Sooner than anyone seems to expect, British women will be richer than British men

issue 08 September 2012

The news, when it emerged this summer, had an air of inevitability: women for the first time are scoring higher on IQ tests than men. Girls have long been doing better than boys in GCSEs and today they make up the majority of university students. When they graduate, they’re more likely than men to find work and an increasing number are now the family breadwinners. The word ‘pursewhipped’ — referring to men being in financial thrall to women — is slowly entering the English language, and with it the understanding that this is not about equality. Britain, like many other places, is witnessing a gender power flip.
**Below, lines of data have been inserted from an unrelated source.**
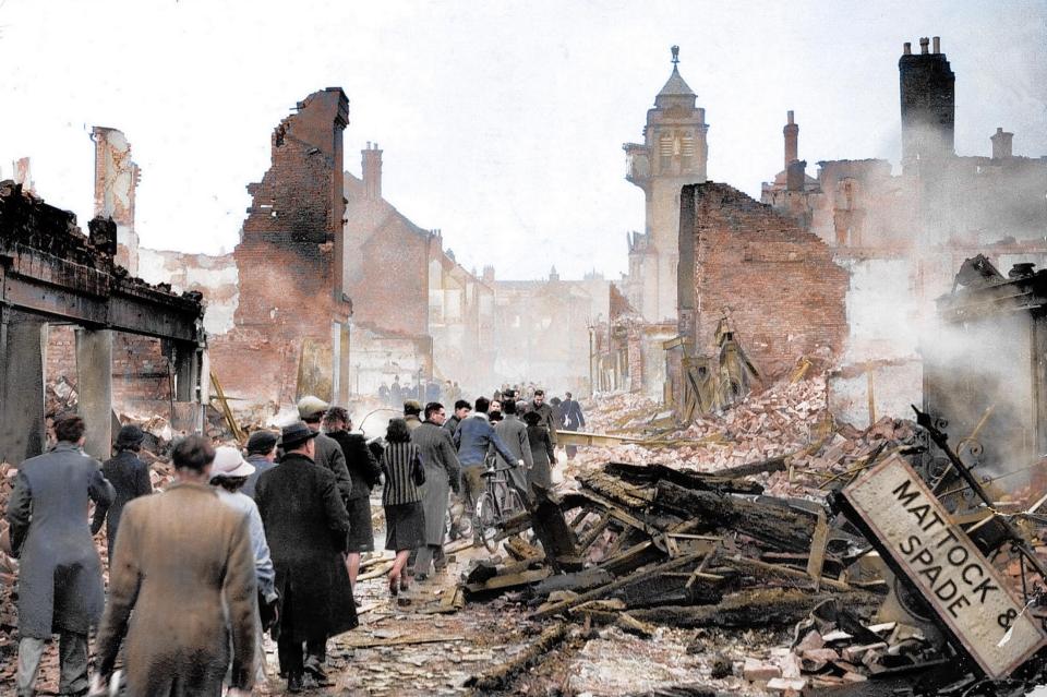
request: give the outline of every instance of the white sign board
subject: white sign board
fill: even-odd
[[[900,456],[842,494],[989,677],[1009,675],[1047,642],[1010,584]]]

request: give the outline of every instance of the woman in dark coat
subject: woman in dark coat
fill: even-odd
[[[549,429],[542,425],[542,416],[535,411],[525,413],[524,421],[527,423],[527,441],[531,445],[531,459],[534,461],[527,473],[527,488],[530,490],[531,484],[538,484],[549,489],[553,485],[552,468],[556,462]]]
[[[385,440],[388,446],[382,454],[385,472],[382,507],[385,508],[385,549],[396,552],[396,562],[389,569],[389,592],[395,596],[407,590],[407,575],[402,572],[411,550],[425,544],[422,490],[413,477],[416,470],[422,469],[422,460],[404,419],[389,420]]]

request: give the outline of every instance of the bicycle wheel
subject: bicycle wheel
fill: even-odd
[[[498,549],[498,524],[502,516],[498,515],[497,502],[490,491],[485,491],[477,498],[477,524],[480,526],[480,539],[483,540],[483,546],[489,552],[495,552]]]

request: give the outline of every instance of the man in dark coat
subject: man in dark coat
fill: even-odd
[[[149,481],[149,466],[139,459],[142,441],[145,433],[136,425],[120,428],[116,455],[101,466],[103,476],[112,484],[117,497],[112,505],[95,506],[95,517],[91,524],[91,533],[95,534],[106,522],[106,542],[109,545],[109,565],[112,566],[112,550],[116,544],[117,529],[120,526],[120,514],[132,498],[153,493],[153,482]]]
[[[502,405],[502,412],[505,414],[505,419],[494,425],[494,433],[502,440],[513,457],[509,459],[500,456],[500,459],[505,467],[513,468],[509,470],[509,481],[520,490],[525,498],[530,498],[531,490],[527,485],[527,472],[534,466],[534,462],[531,459],[531,444],[527,440],[527,424],[516,416],[516,402],[513,399],[508,399]],[[493,455],[494,446],[492,445],[488,452]],[[524,460],[522,467],[517,466],[520,460]]]
[[[262,472],[276,467],[276,442],[279,437],[272,431],[260,429],[248,438],[248,462],[254,468],[254,471],[248,477],[248,481],[240,488],[240,493],[254,498],[254,488],[258,483],[258,477]]]
[[[425,513],[425,545],[419,548],[414,558],[414,575],[424,580],[430,564],[437,572],[447,566],[444,557],[444,519],[447,514],[447,494],[461,490],[459,482],[458,453],[450,433],[443,428],[447,412],[444,405],[431,401],[425,405],[425,421],[411,431],[411,443],[418,446],[425,467],[425,484],[422,491],[422,508]]]
[[[60,636],[58,690],[88,688],[87,634],[101,620],[101,560],[87,527],[87,500],[108,506],[116,493],[98,460],[84,455],[84,420],[55,423],[58,444],[22,462],[8,502],[19,573],[17,695],[29,697],[45,641]]]
[[[254,492],[281,598],[274,635],[289,692],[302,689],[305,673],[329,685],[327,638],[357,626],[341,556],[349,515],[334,474],[313,461],[317,435],[301,422],[284,426],[284,458]]]
[[[545,404],[545,390],[535,389],[534,398],[531,400],[531,411],[542,418],[542,425],[549,429],[549,440],[553,442],[553,448],[556,447],[556,416],[553,408]]]
[[[346,503],[352,494],[352,479],[349,478],[349,468],[346,467],[346,456],[337,441],[320,430],[320,422],[329,408],[330,405],[318,397],[302,397],[298,402],[298,416],[313,433],[317,434],[314,444],[316,454],[313,459],[335,476],[338,493],[341,494],[341,502]]]
[[[171,452],[174,482],[128,504],[98,629],[105,684],[123,645],[128,695],[218,697],[254,683],[257,584],[248,515],[208,485],[215,448],[189,435]],[[98,694],[96,685],[95,694]]]
[[[357,587],[360,573],[360,555],[374,551],[374,532],[371,529],[371,490],[378,483],[382,468],[374,459],[368,441],[360,433],[350,433],[352,419],[341,407],[332,407],[324,416],[327,435],[338,442],[346,456],[349,478],[352,480],[352,493],[346,503],[349,514],[349,534],[346,537],[346,569],[349,582]]]
[[[459,399],[455,402],[455,413],[452,414],[449,419],[444,421],[444,429],[450,435],[455,434],[455,431],[458,430],[458,424],[461,423],[461,420],[469,416],[469,412],[472,411],[472,405],[466,401],[465,399]]]
[[[564,413],[565,431],[577,431],[586,425],[586,417],[583,413],[581,413],[581,405],[578,404],[578,400],[575,399],[569,392],[567,393],[567,398],[564,399],[564,402],[561,405],[561,409]],[[577,453],[577,446],[567,446],[567,459],[575,459],[575,455]]]

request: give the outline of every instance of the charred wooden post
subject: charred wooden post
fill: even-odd
[[[715,605],[651,608],[630,614],[640,622],[676,627],[787,627],[799,622],[832,596],[797,589],[745,590],[724,597]],[[880,597],[864,591],[847,594],[847,606],[868,608]]]
[[[545,558],[553,570],[581,570],[581,556],[578,553],[578,539],[567,525],[559,504],[549,497],[549,492],[534,486],[534,510],[531,514],[531,528],[542,542]]]
[[[473,675],[466,681],[466,687],[471,687],[473,694],[488,695],[493,690],[502,689],[519,673],[538,663],[544,656],[564,642],[568,636],[568,624],[561,622],[549,627],[538,639],[510,660],[494,666],[482,675]]]

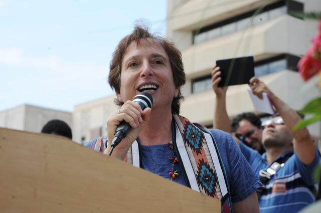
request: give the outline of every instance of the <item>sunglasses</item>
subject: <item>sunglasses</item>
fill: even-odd
[[[246,132],[246,133],[245,133],[244,134],[244,137],[245,138],[250,138],[251,136],[252,136],[252,135],[253,134],[253,133],[254,133],[254,132],[255,132],[255,128],[251,130],[249,130],[249,132]]]
[[[284,124],[284,122],[283,120],[283,118],[280,116],[275,117],[270,120],[267,120],[262,123],[262,126],[265,128],[272,124]]]

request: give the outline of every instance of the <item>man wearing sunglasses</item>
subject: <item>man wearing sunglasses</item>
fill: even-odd
[[[217,128],[230,132],[225,106],[227,88],[217,86],[220,80],[219,70],[219,68],[215,67],[212,71],[212,86],[216,94],[213,124]],[[266,92],[280,115],[264,124],[262,142],[266,152],[263,154],[235,138],[264,185],[258,192],[260,212],[297,212],[315,200],[314,185],[318,182],[313,180],[312,174],[319,164],[317,150],[307,129],[293,130],[301,119],[296,112],[257,78],[250,80],[249,86],[260,98],[263,92]]]
[[[254,113],[243,112],[236,116],[231,122],[231,130],[247,146],[260,154],[265,152],[262,144],[261,120]]]

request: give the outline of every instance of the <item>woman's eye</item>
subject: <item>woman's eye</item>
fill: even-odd
[[[136,62],[132,62],[131,63],[129,64],[128,65],[128,66],[130,67],[130,66],[136,66],[138,65],[138,64],[137,64]]]

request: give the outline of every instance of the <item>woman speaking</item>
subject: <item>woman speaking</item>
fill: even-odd
[[[131,129],[113,156],[220,200],[222,212],[258,212],[261,184],[232,138],[179,116],[185,74],[173,43],[135,26],[114,52],[108,82],[120,108],[107,121],[108,136],[85,146],[109,154],[124,121]],[[131,100],[142,92],[152,97],[151,108]]]

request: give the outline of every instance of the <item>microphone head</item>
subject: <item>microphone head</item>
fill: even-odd
[[[132,100],[133,102],[137,102],[142,110],[147,108],[151,108],[152,106],[152,97],[147,92],[141,92],[135,96]]]

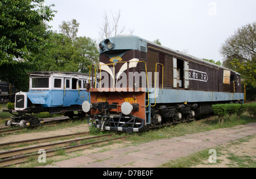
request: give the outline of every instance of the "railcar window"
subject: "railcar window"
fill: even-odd
[[[54,79],[54,87],[56,88],[61,88],[61,79]]]
[[[66,79],[66,88],[70,88],[70,80]]]
[[[77,79],[72,78],[72,90],[77,90]]]
[[[87,81],[84,80],[84,86],[83,86],[84,88],[85,88],[85,86],[86,86],[86,83],[87,83]]]
[[[32,88],[49,88],[49,78],[32,78]]]

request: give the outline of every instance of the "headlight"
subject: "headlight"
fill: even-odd
[[[98,46],[99,46],[101,50],[104,50],[105,49],[105,45],[104,45],[104,44],[100,44],[100,45],[99,45]]]
[[[90,103],[87,101],[82,103],[82,109],[85,113],[88,113],[90,111],[90,109],[92,109],[92,105]]]
[[[110,41],[109,39],[105,40],[104,43],[106,45],[107,48],[109,50],[112,50],[114,48],[114,46],[115,46],[115,44]]]
[[[133,106],[128,102],[123,103],[121,106],[122,113],[125,115],[129,115],[133,110]]]

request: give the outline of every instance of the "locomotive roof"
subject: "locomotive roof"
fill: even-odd
[[[86,73],[82,73],[78,72],[67,72],[67,71],[34,71],[29,73],[30,75],[50,75],[52,74],[64,74],[64,75],[76,75],[81,76],[88,76],[89,74]]]
[[[217,68],[221,68],[221,69],[225,69],[225,70],[230,70],[230,71],[235,73],[236,74],[241,75],[237,72],[234,71],[232,70],[227,69],[225,67],[217,65],[215,63],[210,62],[209,61],[207,61],[204,60],[201,58],[199,58],[194,57],[193,56],[188,54],[187,53],[183,53],[183,52],[179,52],[177,50],[173,50],[169,48],[167,48],[164,46],[158,45],[155,42],[143,39],[142,38],[141,38],[141,37],[136,36],[133,36],[133,35],[123,35],[123,36],[122,36],[121,35],[121,36],[119,36],[110,37],[110,38],[108,38],[108,39],[110,39],[110,40],[113,40],[117,44],[117,45],[118,43],[119,43],[119,44],[118,44],[119,47],[118,47],[118,50],[120,50],[121,49],[130,49],[131,47],[133,47],[133,48],[134,48],[134,49],[139,49],[139,44],[136,43],[135,41],[139,42],[139,41],[143,41],[146,42],[148,44],[154,45],[155,46],[159,47],[161,49],[164,49],[164,50],[166,50],[167,51],[170,51],[172,52],[172,53],[174,54],[176,56],[181,56],[183,58],[187,59],[188,59],[189,58],[193,59],[193,60],[196,60],[197,61],[202,62],[202,64],[203,64],[203,63],[207,63],[207,64],[210,65],[212,66],[215,66]],[[125,40],[127,42],[124,43],[123,41],[122,41],[122,40]],[[103,44],[103,43],[104,43],[104,41],[102,41],[101,43]],[[109,51],[109,50],[106,48],[106,49],[104,50],[102,50],[100,49],[100,53],[104,53],[104,52]],[[169,53],[168,52],[166,52]],[[188,60],[189,60],[189,59],[188,59]]]

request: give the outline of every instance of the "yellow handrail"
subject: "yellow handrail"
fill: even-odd
[[[162,63],[157,63],[155,64],[155,72],[157,72],[158,65],[162,65],[163,66],[163,73],[162,73],[162,88],[163,89],[163,78],[164,78],[164,65]],[[156,105],[156,74],[155,75],[155,105],[151,106],[151,107],[155,107]]]
[[[139,63],[139,62],[142,62],[144,63],[145,64],[145,69],[146,69],[146,75],[147,77],[147,88],[148,89],[149,88],[149,85],[148,85],[148,75],[147,75],[147,63],[145,61],[133,61],[133,62],[116,62],[114,63],[109,63],[109,64],[103,64],[103,65],[100,65],[100,64],[96,64],[96,65],[90,65],[88,66],[88,67],[90,68],[90,75],[89,75],[89,83],[90,83],[90,73],[91,73],[91,69],[90,67],[92,66],[94,66],[96,65],[98,65],[99,66],[99,70],[100,70],[100,76],[101,76],[101,66],[104,66],[104,65],[113,65],[113,77],[114,77],[114,82],[113,82],[113,88],[115,87],[115,65],[116,63],[127,63],[127,62],[129,62],[129,63]],[[100,87],[101,87],[101,79],[100,80]],[[148,93],[148,104],[147,105],[144,106],[142,106],[144,108],[147,108],[150,105],[150,101],[149,101],[149,91],[148,90],[147,90],[147,93]]]
[[[115,63],[127,63],[128,62],[116,62],[115,63],[114,63],[114,70],[115,69],[114,66]],[[146,70],[146,76],[147,77],[147,97],[148,97],[148,100],[147,100],[147,105],[144,106],[142,106],[143,108],[147,108],[150,105],[150,100],[149,100],[149,91],[148,91],[148,88],[149,88],[149,85],[148,85],[148,76],[147,76],[147,63],[146,63],[145,61],[133,61],[133,62],[129,62],[129,63],[139,63],[139,62],[143,62],[145,63],[145,70]],[[114,72],[115,72],[114,71]],[[115,76],[114,74],[114,76]],[[115,80],[115,76],[114,77],[114,80]]]
[[[96,71],[98,69],[95,69],[95,88],[97,88],[97,78],[96,78]]]

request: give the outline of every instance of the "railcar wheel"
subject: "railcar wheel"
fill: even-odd
[[[7,126],[9,127],[11,127],[13,126],[13,122],[15,122],[15,121],[14,120],[11,120],[8,121]]]
[[[22,120],[19,122],[19,126],[20,127],[26,127],[27,122],[24,120]]]

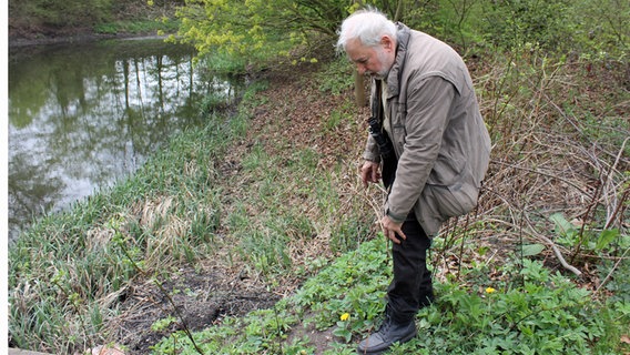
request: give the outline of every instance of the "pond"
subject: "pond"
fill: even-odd
[[[203,73],[193,58],[192,48],[160,39],[11,49],[9,240],[203,124],[204,95],[236,95],[241,83]]]

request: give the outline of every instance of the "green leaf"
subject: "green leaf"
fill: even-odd
[[[522,245],[522,256],[538,255],[545,250],[542,244],[526,244]]]
[[[597,240],[596,248],[598,251],[603,250],[604,247],[610,244],[610,242],[614,241],[619,236],[619,230],[606,230],[602,231]]]

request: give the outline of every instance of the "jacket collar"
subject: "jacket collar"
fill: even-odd
[[[396,60],[389,69],[387,75],[387,98],[397,97],[399,92],[398,83],[400,81],[400,72],[405,68],[405,59],[407,58],[407,48],[411,31],[402,22],[396,22],[398,32],[396,33]]]

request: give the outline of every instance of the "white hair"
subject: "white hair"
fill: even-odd
[[[396,24],[380,11],[368,7],[357,10],[342,23],[338,31],[337,50],[345,51],[348,41],[358,39],[362,44],[374,47],[384,34],[396,38]]]

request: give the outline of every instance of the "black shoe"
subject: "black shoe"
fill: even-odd
[[[389,315],[378,328],[378,332],[363,339],[357,347],[358,354],[380,354],[385,352],[394,343],[405,343],[416,336],[416,322],[411,320],[408,323],[396,323]]]

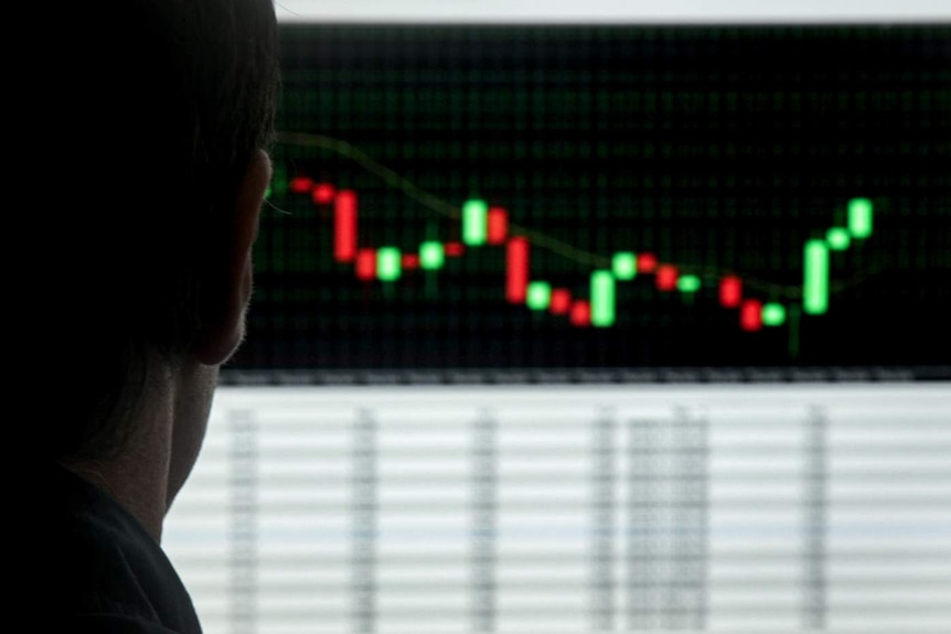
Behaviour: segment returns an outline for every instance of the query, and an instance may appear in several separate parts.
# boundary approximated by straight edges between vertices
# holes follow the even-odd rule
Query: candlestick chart
[[[951,30],[286,28],[235,368],[951,365]]]

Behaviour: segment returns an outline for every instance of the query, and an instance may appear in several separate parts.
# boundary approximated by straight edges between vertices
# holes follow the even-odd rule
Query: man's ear
[[[255,151],[238,185],[227,246],[227,269],[221,280],[224,288],[214,293],[218,305],[212,309],[213,315],[205,315],[207,321],[192,348],[195,358],[204,365],[226,362],[244,339],[245,312],[252,295],[252,251],[270,178],[270,159],[263,150]]]

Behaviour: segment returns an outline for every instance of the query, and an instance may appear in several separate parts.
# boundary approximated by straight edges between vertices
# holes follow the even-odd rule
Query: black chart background
[[[232,370],[912,368],[951,378],[951,26],[285,25],[284,132],[332,137],[453,205],[482,197],[586,252],[651,250],[692,302],[619,282],[618,323],[504,301],[503,249],[364,284],[332,223],[280,191]],[[353,157],[279,143],[279,178],[360,195],[362,246],[459,239]],[[831,307],[745,333],[716,276],[795,303],[802,246],[875,204],[833,255]],[[533,279],[587,295],[591,266],[533,247]],[[792,294],[791,294],[792,293]],[[915,369],[917,368],[917,369]],[[913,374],[913,373],[912,373]]]

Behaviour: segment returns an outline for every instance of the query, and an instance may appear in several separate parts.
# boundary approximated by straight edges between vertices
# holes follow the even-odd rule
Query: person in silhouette
[[[29,483],[11,502],[14,573],[55,625],[42,631],[196,633],[162,524],[245,333],[279,83],[273,0],[24,10],[38,14],[7,103],[8,258],[22,249],[8,389]]]

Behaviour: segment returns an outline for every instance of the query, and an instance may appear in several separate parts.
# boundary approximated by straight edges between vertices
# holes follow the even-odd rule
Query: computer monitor
[[[951,24],[446,4],[282,24],[206,631],[947,631]]]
It is odd that this phenomenon should be the subject of jokes when its implications are so far-reaching. But five years ago, there was one senior politician whom no one could accuse of not taking women seriously. When Boris Johnson was higher education spokesman, he noticed that it had become a women’s game. ‘Far more women than men are now receiving what is, in theory, an elite academic education,’ he wrote. ‘It is a stunning fact, the biggest social revolution of our lifetime.’ By the time these graduates have reached the peak of their careers, ‘the entire management structure of Britain will have been transformed and feminised… This thing is huge, and it is happening at every level, and no one seems to be thinking about the -consequences.’

For the last few years, I have been thinking about those consequences. I wrote a book, The Richer Sex, about the power flip under way in America. When I dug into the British data the trend was, if anything, more pronounced. But there is one crucial difference: in Britain, this change is largely seen as a lifestyle issue; men who depend on their wives financially are seen as a semi-comic anomaly.